Estimates for Multivariate Normal Models

DESCRIPTION:

Estimates parameters for a multivariate normal model. There are four methods for handling missing values.

USAGE:

mdGauss(object, subset, prior = <<see below>>, na.proc = "fail", 
    start = <<see below>>, control) 

REQUIRED ARGUMENTS:

object
a class "preGauss" or "missmodel" object, or a data frame or matrix containing the raw data. When a data frame is input, the model is applied to all numeric variables. When a matrix is input, all variables are used. Using a class "preGauss" object can considerably shorten the total compute time if mdGauss is called more than once. Use routine preGauss to create this object.

OPTIONAL ARGUMENTS:

subset
expression specifying which rows of the data should be used in the fit. This can be a logical vector (which is replicated to have length equal to the number of rows), a numeric vector indicating the observation numbers to be included, or a character vector of the row names to be included. All observations are included by default. If object is a data frame, this expression may use variables in the data frame. This argument is not used if argument object is a class "preGauss" or "missmodel" object.
prior
specifies normal inverted-Wishart prior hyperparameters. Supply either a character string, or an object of class "priorGauss".

Valid character strings are "ml" (maximum likelihood), "noninformative", and "ridge" (for the default ridge prior). String matching is used, so the characters "m", "n", or "r" are sufficient.

A class "priorGauss" object is created by routine priorGauss.

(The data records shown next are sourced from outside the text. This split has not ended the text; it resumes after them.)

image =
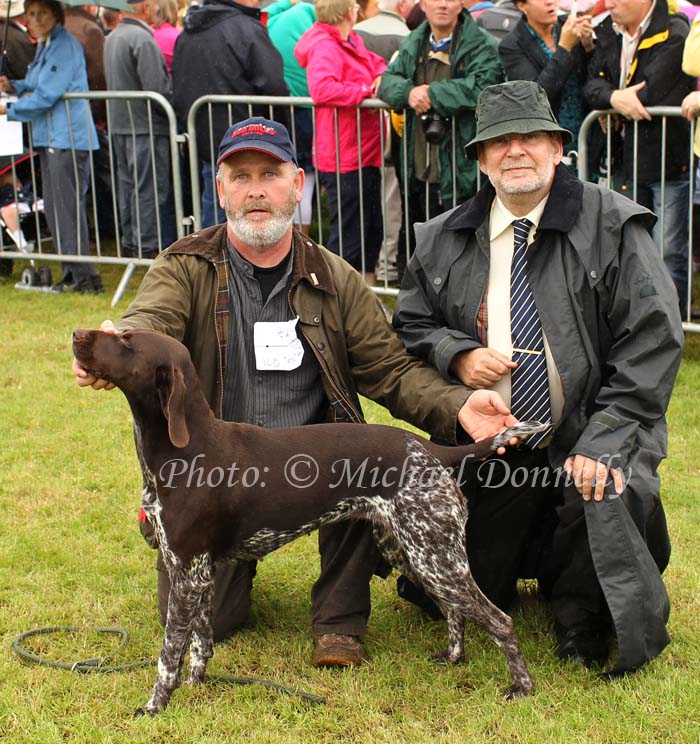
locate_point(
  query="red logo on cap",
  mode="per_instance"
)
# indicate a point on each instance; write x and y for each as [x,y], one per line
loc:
[253,129]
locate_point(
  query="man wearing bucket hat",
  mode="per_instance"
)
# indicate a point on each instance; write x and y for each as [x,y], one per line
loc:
[211,289]
[551,293]
[16,47]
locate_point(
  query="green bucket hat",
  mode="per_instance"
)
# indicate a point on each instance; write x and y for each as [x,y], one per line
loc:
[516,107]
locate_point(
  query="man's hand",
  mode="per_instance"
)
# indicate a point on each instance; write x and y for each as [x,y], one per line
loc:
[484,415]
[419,99]
[85,379]
[626,102]
[481,367]
[590,476]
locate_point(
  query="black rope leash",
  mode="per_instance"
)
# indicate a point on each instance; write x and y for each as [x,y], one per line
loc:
[98,664]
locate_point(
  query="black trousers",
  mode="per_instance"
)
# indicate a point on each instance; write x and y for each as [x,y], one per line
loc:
[525,522]
[340,598]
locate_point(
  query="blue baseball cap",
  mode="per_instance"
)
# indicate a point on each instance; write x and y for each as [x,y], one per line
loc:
[258,134]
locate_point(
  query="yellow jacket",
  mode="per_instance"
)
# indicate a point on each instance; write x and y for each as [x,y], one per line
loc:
[691,66]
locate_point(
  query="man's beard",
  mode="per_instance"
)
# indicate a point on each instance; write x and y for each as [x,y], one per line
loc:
[264,233]
[536,181]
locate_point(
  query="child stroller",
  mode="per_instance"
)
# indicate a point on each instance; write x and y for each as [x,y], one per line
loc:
[21,217]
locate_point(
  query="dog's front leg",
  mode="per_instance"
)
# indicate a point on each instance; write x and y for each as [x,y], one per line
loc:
[183,603]
[202,643]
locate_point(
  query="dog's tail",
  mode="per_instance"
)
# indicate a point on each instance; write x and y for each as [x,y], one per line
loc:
[451,457]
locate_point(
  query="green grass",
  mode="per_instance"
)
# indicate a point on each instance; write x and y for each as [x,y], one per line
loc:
[71,553]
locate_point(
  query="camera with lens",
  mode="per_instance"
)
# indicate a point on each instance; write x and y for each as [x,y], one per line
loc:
[435,127]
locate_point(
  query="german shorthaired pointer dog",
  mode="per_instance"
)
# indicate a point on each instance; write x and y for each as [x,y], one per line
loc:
[216,490]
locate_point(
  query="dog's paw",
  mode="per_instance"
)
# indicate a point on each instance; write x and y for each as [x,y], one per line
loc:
[516,691]
[443,657]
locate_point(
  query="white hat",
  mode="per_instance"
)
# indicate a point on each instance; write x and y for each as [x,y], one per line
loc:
[16,8]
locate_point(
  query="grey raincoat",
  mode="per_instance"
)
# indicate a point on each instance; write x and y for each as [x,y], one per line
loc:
[610,314]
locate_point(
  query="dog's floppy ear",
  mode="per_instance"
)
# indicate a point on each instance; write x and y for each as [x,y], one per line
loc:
[172,391]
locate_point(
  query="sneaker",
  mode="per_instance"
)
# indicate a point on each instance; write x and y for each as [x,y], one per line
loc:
[336,650]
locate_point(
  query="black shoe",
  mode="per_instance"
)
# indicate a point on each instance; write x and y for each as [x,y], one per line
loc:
[583,645]
[411,593]
[65,284]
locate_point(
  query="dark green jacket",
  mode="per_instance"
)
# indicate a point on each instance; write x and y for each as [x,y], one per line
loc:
[475,65]
[185,295]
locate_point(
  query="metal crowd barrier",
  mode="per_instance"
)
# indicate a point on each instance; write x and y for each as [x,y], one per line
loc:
[592,120]
[103,196]
[185,156]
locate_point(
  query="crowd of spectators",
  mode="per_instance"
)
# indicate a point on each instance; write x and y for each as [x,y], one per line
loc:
[428,60]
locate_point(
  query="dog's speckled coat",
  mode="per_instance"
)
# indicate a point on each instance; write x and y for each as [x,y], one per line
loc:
[419,521]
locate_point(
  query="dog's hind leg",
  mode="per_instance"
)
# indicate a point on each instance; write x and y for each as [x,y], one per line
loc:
[463,598]
[186,589]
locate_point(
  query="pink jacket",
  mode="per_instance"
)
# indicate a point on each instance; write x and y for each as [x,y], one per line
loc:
[340,73]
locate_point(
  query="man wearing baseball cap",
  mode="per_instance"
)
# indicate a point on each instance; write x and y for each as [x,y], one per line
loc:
[550,293]
[226,291]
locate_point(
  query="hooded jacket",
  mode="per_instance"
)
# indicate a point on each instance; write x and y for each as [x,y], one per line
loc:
[340,73]
[475,65]
[610,315]
[523,59]
[223,50]
[657,62]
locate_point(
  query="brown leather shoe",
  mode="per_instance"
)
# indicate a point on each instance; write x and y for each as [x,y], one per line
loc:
[335,650]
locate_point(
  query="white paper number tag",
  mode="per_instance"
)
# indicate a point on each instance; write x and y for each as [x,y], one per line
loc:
[277,346]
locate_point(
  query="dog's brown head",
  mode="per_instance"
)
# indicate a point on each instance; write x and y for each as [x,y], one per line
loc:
[144,365]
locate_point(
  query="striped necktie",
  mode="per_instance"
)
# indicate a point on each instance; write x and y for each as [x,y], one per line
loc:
[529,381]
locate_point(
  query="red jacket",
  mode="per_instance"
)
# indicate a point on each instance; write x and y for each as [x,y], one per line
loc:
[340,74]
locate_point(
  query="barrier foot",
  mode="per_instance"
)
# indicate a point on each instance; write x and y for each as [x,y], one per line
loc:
[123,282]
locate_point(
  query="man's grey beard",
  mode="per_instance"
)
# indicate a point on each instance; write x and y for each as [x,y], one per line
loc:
[262,234]
[537,181]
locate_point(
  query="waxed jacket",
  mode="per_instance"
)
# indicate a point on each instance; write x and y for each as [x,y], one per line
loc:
[475,65]
[610,315]
[185,294]
[340,73]
[58,68]
[657,62]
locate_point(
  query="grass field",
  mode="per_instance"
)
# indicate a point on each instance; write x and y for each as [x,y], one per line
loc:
[71,554]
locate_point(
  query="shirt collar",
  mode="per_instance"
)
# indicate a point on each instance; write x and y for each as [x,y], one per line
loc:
[502,218]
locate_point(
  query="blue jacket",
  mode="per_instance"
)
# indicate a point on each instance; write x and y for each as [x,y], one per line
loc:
[58,67]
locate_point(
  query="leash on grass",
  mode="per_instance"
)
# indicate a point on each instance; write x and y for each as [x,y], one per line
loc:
[98,665]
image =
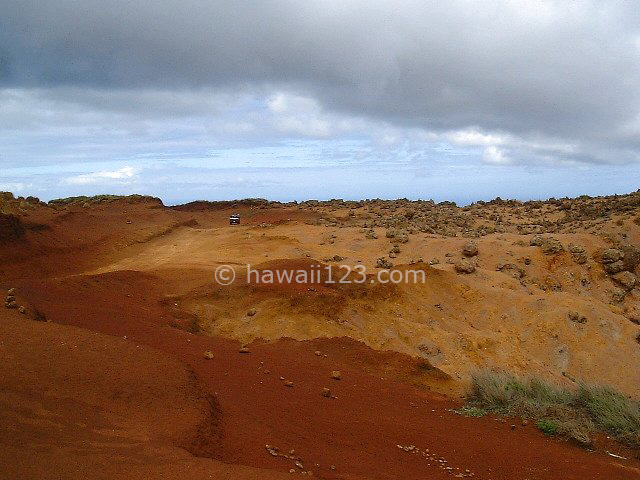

The default value is a noninformative prior. When a class "missmodel" object is input, any value specified in a previous call has priority over the default value (but not over any currently specified value).
na.proc
character, the method to use in handling missing data. Possible values are:
"fail"

stop with an error message if missing values are encountered,

"omit"
omit observations with missing values,
"em"
use the EM algorithm,
"da"
use a data augmentation algorithm.

When argument object is a class "preGauss" or "missmodel" object, argument na.proc must be either "da" or "em".
start
starting values of the parameters. The parameters estimated by mdGauss are the mean and variance--covariance matrix of a multivariate normal distribution. Thus, start may be a list with vector component mu giving the mean and matrix component sigma giving the variance-covariance matrix. Alternatively, a class "Gauss" object created as the paramIter component of the class "missmodel" object may be used. Routines mdGauss, daGauss, and emGauss may be used to create an appropriate "missmodel" object.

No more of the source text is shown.